Lorsqu’on rappelle à Israël le droit humanitaire, avant même son offensive et ses représailles, on oblitère que ce pays viole le droit international depuis des décennies et que les accords d’Oslo ou d’autres n’y font rien. La colonisation de peuplement est un crime de guerre.

Comment les organisations telles que Médecins sans frontières parviennent-elles à travailler sous les bombardements à Gaza ?

Les ONG ne sont plus opérationnelles au moment où je vous parle. Et c’est le cas désormais pour toutes les installations médicales, privées de tout moyen de travailler : stocks épuisés, eau et électricité coupées, danger omniprésent. Une partie de nos équipes palestiniennes continuent d’œuvrer tant bien que mal, sachant qu’un de nos dispensaires a été bombardé et que des ambulances sont touchées.

N’est-il pas décevant qu’en Occident il n’y ait pas davantage de mobilisations en faveur de la paix ?

C’est regrettable.  En revanche, les interdictions qui frappent les mobilisations de soutien aux Palestiniens, victimes des bombardements, sont scandaleuses et inacceptables. Il faut condamner et poursuivre les auteurs d’actes antisémites. Il s’agit de crimes racistes. Mais que l’on interdise des manifestations, en France, c’est totalement effarant.

D’autres pays européens les autorisent.
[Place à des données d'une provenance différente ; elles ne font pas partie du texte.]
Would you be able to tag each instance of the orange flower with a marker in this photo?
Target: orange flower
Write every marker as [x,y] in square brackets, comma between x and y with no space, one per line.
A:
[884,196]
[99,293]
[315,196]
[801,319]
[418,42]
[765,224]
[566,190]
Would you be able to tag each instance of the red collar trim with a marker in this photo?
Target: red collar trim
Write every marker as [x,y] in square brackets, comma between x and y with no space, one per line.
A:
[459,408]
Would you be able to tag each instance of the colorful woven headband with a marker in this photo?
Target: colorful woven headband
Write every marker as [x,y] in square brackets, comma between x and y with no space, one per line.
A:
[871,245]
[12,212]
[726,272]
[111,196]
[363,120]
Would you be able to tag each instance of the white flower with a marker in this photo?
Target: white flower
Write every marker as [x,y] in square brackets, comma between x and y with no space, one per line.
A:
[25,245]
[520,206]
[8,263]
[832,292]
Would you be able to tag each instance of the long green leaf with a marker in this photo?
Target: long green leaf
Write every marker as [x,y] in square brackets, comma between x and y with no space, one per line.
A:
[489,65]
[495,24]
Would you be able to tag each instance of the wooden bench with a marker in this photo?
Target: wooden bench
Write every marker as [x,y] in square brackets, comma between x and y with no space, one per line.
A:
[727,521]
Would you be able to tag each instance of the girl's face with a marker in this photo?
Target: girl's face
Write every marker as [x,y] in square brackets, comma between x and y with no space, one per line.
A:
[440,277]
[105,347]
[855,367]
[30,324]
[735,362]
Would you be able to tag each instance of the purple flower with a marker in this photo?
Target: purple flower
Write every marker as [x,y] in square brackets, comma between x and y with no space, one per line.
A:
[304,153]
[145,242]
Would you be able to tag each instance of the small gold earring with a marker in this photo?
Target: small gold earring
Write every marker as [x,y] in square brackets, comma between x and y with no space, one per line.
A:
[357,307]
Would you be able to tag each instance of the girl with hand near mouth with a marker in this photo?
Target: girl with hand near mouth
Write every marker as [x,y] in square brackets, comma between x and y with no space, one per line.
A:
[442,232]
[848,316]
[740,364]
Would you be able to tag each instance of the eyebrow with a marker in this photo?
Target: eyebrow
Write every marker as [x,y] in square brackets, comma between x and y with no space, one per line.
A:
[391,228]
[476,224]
En 2014, au moment de l’opération israélienne « Bordure protectrice » qui a débouché sur une boucherie avec des milliers de morts à Gaza et des crimes de guerre commis par l’armée, des manifestations pro-israéliennes ont eu lieu à Paris. En pleins bombardements sur Gaza, des gens appelaient à soutenir une opération criminelle, à l’appel d’organisations comme le Crif. 

C’est un des moments le plus honteux dont je me souvienne ces dernières décennies.  Je n’étais pas pour interdire ces manifestations, malgré la honte, car ce n’est pas un délit. Mais ce deux poids, deux mesures ne peut être accepté dans une démocratie. Et le mépris avec lequel on traite les violations du droit par Israël est lourd de conséquences. Il y a forcément des retours de flamme. 

Quelle peut être l’issue diplomatique ?

Depuis les accords de Camp David en 2000 et ceux rompus lors du sommet de Taba en 2001, la solution à deux États m’apparaît impossible. L’occupation n’a jamais cessé et l’accaparement de la Cisjordanie par les colons ne permet plus la construction d’un État palestinien.

La forme d’un État binational, confédéral, semblait une issue possible pour déboucher sur des droits égaux, civils, politiques, entre Israéliens et Palestiniens pour sortir de l’apartheid. Du moins jusqu’au 7 octobre. Désormais, même cette perspective semble enterrée. Les fusils, les missiles et la violence ont pris le dessus sur tout. 

N’est-ce pas problématique qu’il faille un tel drame pour que ressurgisse la question palestinienne sur la scène internationale ?

C’est horrible. Il s’agit d’une lourde responsabilité qui pèse sur le gouvernement israélien qui n’a rien fait, mais également sur les États-Unis et l’Europe. Les premiers parce qu’ils sont une grande puissance, sponsors des accords de paix et parrains israéliens. Quant à la seconde, elle est le bailleur de fonds des territoires palestiniens.

D’ailleurs, on n’a jamais pris la peine de rappeler sérieusement Israël à ses obligations de puissance occupante. Au contraire, on l’a récompensé d’une certaine manière en lui accordant l’accès à des marchés, à des crédits, bref, à tout l’arsenal économique que l’on réserve aux meilleurs alliés. C’est aussi une lourde responsabilité.